Thursday, August 03, 2006

 

AS RESIDUE THEY COME FOR ME

39. AS RESIDUE THEY COME FOR ME:

1. GET UP FOR I KNEEL BESIDE YOU:

I am (do you see Dr. Matterschnict?) intensely dreadfully tired and I have forgotten some million things and the shadows ! even them I can no longer read - for I have surely reached a time of something : something special - ('there is no PARTIAL sensitivity - either it is the state of one's whole being...or it is not there at all') and they WILL be heard in the middle of the night saying nothing and everybody will come to their senses.
'Bene fundata est Domus Domini / supra firmam petram'
'The house of the Lord is well founded - on a strong rock'
For many years I had been fixated on Thomas Merton for no real reason I could fathom other than some attraction of willed seclusion and the contemplation which a 'life alone' can bring - but Merton in living as he did did not consider himself a 'model' hermit in ways which to me now seem odd - for what he meant was that he was not 'strictly' isolationist and dour for although there was something 'remote' in him he was also gregarious funny and a good companion and although there was within him what he called 'the one thing needful' - which I suppose was his need for contemplation and seclusion and silence with his God - he was also a writer teeming with ideas and images and as a practitioner of the 'strait' way of contemplation and a scholar of same within his own Christian tradition and yet one who venerated ones whom he claimed as teachers belonging to many traditions : Chuang Tzu Hui Neng Basho al-Hallj fourth and fifth century Christian hermits St.

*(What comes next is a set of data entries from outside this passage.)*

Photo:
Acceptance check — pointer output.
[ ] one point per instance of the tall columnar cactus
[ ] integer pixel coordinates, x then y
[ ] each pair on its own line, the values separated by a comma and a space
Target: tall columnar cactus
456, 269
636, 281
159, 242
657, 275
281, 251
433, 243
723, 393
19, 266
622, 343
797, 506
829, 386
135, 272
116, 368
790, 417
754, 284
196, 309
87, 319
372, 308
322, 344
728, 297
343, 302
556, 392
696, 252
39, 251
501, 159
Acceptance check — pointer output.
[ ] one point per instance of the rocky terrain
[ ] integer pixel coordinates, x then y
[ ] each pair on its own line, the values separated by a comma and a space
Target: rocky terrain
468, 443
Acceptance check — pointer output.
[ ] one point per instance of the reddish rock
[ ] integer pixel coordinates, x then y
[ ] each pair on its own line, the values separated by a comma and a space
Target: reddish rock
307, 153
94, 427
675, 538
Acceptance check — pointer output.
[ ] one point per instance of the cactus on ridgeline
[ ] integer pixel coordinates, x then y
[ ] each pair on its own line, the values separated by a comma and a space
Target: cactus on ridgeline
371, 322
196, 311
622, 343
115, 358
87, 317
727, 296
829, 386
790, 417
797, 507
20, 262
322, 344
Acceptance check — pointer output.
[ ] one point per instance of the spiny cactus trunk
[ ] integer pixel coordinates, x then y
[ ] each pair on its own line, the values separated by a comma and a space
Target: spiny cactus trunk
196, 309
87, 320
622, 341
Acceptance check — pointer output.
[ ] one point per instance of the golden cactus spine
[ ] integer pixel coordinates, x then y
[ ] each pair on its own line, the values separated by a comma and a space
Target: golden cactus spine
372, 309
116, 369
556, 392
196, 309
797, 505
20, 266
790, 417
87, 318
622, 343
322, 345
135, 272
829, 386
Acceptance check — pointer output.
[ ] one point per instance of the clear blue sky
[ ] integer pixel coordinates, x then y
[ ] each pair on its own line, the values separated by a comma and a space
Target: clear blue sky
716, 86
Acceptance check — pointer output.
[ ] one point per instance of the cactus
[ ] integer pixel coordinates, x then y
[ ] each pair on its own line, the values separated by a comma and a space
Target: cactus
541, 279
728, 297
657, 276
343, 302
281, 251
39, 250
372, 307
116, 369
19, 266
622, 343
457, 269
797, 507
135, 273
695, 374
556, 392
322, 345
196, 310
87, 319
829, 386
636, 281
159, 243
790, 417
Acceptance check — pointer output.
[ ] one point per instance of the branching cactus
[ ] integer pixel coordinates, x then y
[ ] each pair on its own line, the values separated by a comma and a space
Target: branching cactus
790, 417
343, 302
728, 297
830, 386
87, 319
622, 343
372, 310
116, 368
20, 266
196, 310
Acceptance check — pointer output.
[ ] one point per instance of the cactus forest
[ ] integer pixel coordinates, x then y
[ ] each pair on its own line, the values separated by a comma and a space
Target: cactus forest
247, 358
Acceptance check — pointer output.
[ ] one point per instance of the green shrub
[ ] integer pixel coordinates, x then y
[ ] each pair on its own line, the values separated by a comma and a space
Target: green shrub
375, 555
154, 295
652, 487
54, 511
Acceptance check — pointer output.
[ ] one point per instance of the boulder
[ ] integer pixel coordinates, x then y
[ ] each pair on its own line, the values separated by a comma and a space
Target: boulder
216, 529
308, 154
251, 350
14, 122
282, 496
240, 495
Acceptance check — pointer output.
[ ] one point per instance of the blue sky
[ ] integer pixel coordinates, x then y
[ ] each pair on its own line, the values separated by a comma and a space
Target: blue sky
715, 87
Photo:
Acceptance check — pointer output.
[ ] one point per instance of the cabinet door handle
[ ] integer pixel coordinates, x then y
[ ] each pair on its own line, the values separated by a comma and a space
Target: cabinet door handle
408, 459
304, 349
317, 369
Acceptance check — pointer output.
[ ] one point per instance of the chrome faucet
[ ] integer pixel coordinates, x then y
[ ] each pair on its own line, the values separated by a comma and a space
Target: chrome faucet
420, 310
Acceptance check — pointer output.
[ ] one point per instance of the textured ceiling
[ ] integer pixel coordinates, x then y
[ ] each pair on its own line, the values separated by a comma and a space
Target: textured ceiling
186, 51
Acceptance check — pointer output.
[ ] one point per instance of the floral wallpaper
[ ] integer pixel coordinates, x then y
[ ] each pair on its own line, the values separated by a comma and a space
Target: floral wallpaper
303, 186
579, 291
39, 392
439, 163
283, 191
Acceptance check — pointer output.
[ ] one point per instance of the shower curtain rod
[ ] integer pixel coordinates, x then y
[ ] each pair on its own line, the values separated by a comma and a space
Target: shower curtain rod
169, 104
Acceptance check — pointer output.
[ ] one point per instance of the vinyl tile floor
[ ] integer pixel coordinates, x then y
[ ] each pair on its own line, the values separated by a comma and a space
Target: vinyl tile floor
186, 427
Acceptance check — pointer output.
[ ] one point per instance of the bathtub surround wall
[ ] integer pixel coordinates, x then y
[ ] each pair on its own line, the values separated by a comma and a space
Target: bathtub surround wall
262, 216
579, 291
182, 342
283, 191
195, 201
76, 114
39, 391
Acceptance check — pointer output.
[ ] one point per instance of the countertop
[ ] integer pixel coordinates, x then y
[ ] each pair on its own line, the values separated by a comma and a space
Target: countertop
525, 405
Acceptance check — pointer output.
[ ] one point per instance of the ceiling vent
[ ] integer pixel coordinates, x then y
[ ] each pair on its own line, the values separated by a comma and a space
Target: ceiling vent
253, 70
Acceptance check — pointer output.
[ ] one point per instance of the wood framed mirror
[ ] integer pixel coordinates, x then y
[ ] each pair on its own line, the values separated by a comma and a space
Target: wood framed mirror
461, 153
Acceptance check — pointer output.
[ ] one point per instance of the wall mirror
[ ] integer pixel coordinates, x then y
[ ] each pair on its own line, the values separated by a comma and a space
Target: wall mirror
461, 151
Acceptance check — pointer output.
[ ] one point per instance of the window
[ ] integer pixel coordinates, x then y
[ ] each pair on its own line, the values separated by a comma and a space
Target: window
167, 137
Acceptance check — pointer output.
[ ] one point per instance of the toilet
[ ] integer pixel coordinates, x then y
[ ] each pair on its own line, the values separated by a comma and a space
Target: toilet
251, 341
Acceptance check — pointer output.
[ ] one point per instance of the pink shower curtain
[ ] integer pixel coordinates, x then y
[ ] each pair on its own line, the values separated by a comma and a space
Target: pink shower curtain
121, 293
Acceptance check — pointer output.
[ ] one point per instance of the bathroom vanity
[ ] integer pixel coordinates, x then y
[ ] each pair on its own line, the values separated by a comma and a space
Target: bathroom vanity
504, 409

John of the Cross Julian of Norwich D. T. Suzuki : and his eventual separation from the rest of his Cistercian community came from his own having found a deeper vocation within his first vocation - he'd uncovered a vocation to Solitude and the lost Cistercian practice of the hermetic life - in 1965 he was finally granted a place apart 'the hermitage' - a small cabin on the edge of a woods in Kentucky - and was gradually permitted to spend full days there until in 1965 being granted authority to take up sole residence therein with much reduced obligations to the rest of the community.
['That is where the silence of the woods comes in...trees are sufficient exclamations of silence...this is religion and the further one gets AWAY from this the MORE one sinks in the mud of words and gestures - the flies gather.']
SOLITUDE :
'Awareness consists of 'bare attention' which simply sees what is right there and does not add any comment any interpretation any judgment any conclusion - IT JUST SEES - and learning to see in this manner IS the basic and fundamental exercise of Buddhist meditation - IT IS not the eye that sees - not the eye only - it is the whole.'
-
HOW I PRAY IS BREATHE.
-
Whenever I think of oneness and the solitude which goes with certain states of 'grace' I think of Merton kneeling in the dirt and letting a fistful of it slowly fall through his fingers his out-stretched fist his hand in the light of day as the rich dark soil silently makes its own way downward BACK to where it came EARTH and EARTH alone from where he took it and it sense itself deftly handled light but heavy dark and moist as it falls back downward and I think of the toil of the world and of other people who do the same with money and the illusions money brings and the everything else of matter and moment and I see : 'the end of illusion is another illusion' : and can almost understand what it is YET I go on simple and determined to make what I can of the places I am in - the tiny visitations of self both here and there the light crawling across windows and glass the moving clouds within the sky the sketch of shadow as it plays with the shadings within the eye and all of this TOO is seen and witnessed and grasped through a silence of a time and a location where people are not normally found and learning to see in this manner is AGAIN basic and fundamental - the great work of a sunrise the awful solemnity of it : 'Put everything else aside and SEE what is happening.'

2. LOOK AT THE WORLD THROUGH HOPKINS' EYES:
'The world is charged with the grandeur of God....it will flame out like shining from shook foil.'

3. LET ME SAY A FEW FAVORED WORDS:
The body leaves its trailings - they are there upon the ground and within it : a pile of whitened bones withering and fallen-in and taut dry leathery skin peeled off and cracked as it flakes from skull and chest the grimace of the spread mouth the deadness of the eyes now gone the stiffness of hands holding nothing and the withering too of the dirty old cloth - that is all that is left beneath the ground silent bereft with nothing to claim and nothing to claim it - the dim scene of visitors above making no reckoning now and nothing is done with nothing to do - helpless and hopeless and silent (we too) and the painful definiteness of what can be seen - the long forward-creeping curls of newly-leaved trees (it is Spring after all and Spring has its own shade of green) in sweeps and rows all lodged one with the other down the meadow edge - beautiful - but distraction and the want of a canon only makes these shapes in the keen seasonal air carved out of one's thought grow deeper and sadder and more profound the more that is seen : the Meadow bears its maker's handlings the thin air is crisp blue with meadowlark and bunting whirling with a noise and the small face of nature here meets the large.
['Hopkins thought that humans were created with one purpose - to praise and glorify God and there are myriad ways to praise : a man with a dung fork in his hand a woman with a slop pail give Him glory too''].